Beispielsweise können Sie die Teilung von mit einem Viren befallenen Keimen mitverfolgen. Beispielsweise überprüfen Sie die Wirksamkeit von bestimmten antibiotischen Mitteln durch Bebrütung. Eine bakterielle Lösung wird mit einer Mikropipette auf einer Agarplatte - einem speziellen Brutplatz für die Keime - verteilt und in einen Inkubator gegeben.

Mit einer angenehmen Temperatur von etwa 30 bis 40 °C vervielfältigen sich die Keime und nach wenigen Minuten kann man sehen, was auf den von Krankheitserregern infizierten Oberflächen abläuft. Zum Beispiel, um die Wirksamkeit von antibiotischen Mitteln auf den Lebewesen zu testen, führen Sie auch Tierversuche nach strikten Tierschutzrichtlinien durch.

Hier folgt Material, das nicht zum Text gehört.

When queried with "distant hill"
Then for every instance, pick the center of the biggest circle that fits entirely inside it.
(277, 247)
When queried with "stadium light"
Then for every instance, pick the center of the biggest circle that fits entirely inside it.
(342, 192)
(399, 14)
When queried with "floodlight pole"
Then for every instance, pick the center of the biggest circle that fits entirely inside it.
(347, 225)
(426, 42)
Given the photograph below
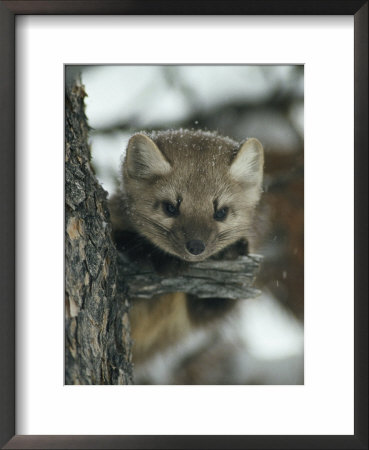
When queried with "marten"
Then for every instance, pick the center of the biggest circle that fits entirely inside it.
(185, 196)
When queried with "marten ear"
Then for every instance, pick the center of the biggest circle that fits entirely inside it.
(247, 167)
(144, 159)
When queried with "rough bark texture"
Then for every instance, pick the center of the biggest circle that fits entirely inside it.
(207, 279)
(97, 334)
(99, 280)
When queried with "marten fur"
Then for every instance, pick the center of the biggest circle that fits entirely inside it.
(185, 196)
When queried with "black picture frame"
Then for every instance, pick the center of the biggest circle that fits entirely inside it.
(8, 12)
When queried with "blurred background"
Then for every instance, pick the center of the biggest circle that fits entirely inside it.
(263, 342)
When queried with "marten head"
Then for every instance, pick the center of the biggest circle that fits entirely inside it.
(192, 193)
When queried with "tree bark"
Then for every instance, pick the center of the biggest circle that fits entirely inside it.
(97, 333)
(231, 279)
(99, 280)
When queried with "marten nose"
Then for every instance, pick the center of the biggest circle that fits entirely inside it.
(195, 247)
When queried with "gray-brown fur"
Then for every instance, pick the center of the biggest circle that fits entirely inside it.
(198, 174)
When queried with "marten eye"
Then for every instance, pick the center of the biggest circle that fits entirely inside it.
(170, 209)
(221, 214)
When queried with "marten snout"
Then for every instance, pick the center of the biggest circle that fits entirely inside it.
(195, 247)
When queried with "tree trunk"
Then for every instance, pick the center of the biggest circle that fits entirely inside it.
(97, 334)
(98, 279)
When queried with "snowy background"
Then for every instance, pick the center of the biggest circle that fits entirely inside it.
(263, 343)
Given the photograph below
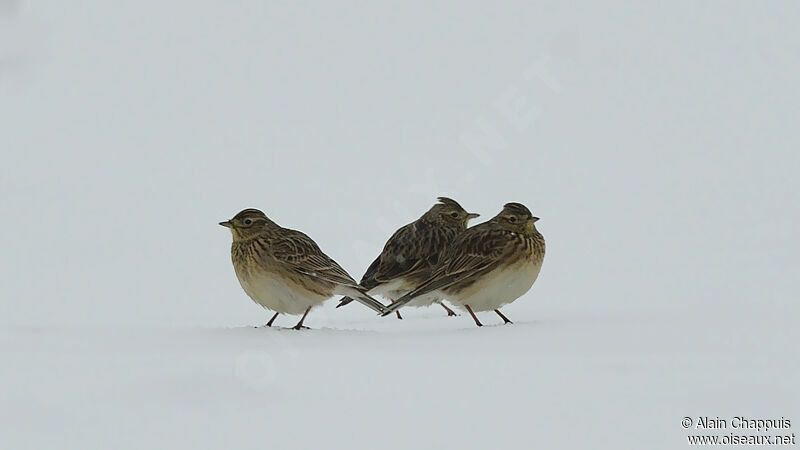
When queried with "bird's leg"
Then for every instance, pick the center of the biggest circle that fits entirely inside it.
(450, 312)
(477, 322)
(505, 319)
(299, 325)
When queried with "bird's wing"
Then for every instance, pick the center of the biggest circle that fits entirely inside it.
(411, 250)
(474, 253)
(303, 255)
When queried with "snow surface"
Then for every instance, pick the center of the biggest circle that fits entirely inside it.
(658, 144)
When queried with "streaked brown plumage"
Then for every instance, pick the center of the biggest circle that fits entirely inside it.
(284, 270)
(413, 251)
(489, 265)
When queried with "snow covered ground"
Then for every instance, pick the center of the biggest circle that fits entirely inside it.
(658, 144)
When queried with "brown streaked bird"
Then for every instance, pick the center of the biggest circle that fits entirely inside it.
(284, 270)
(413, 251)
(489, 265)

Sie experimentieren und handeln auch mit Gewächsen im Sinne der Naturwissenschaft. Sie vermehren beispielsweise durch Saatgut, Stecklinge und Zellkulturen im Prüflabor, züchten Schädlinge, um den Befall von Schädlingen an der Pflanze zu erkennen, oder untersuchen Pflanzengewebeproben unter dem Stereomikroskop. Die PCR kann auch dazu verwendet werden, die Antibiotikaresistenz von Keimen zu testen oder Gensegmente zu untersuchen.

Es gibt von der Anatomie bis hin zur Tierkunde eine Vielzahl biologischer Bereiche, die Sie alle kennen lernen, die Sie aber je nach Tätigkeitsbereich Ihres Ausbildungsbetriebes auf einen oder wenige spezialisieren werden. Sie werden auch mit dem Tierversuchsgesetz bekannt gemacht, bevor Sie in Ihrem landwirtschaftlichen Betrieb Tiere betäuben können, um anschließend z.B. medikamentöse Änderungen feststellen zu können.

Sie lernen viel über die Lehre in der Berufsfachschule und führen bei Bedarf Versuche durch, müssen sich aber mit realen Forschungsaufgaben in Ihrem Lehrbetrieb auseinandersetzen. Dort lernen Sie, wie Sie Messwerte sammeln, Instrumente und technische Geräte im Prüflabor einsetzen, reinigen und pflegen, Nährstofflösungen aufbereiten und züchten. Wahlweise wechselt man unter der Woche entweder berufsbildende und betriebliche Ausbildung oder man verbringt das erste Schuljahr, um die theoretischen Grundlagen zu erwerben, und die darauf folgende zweieinhalb Jahre überwiegend im Unternehmen.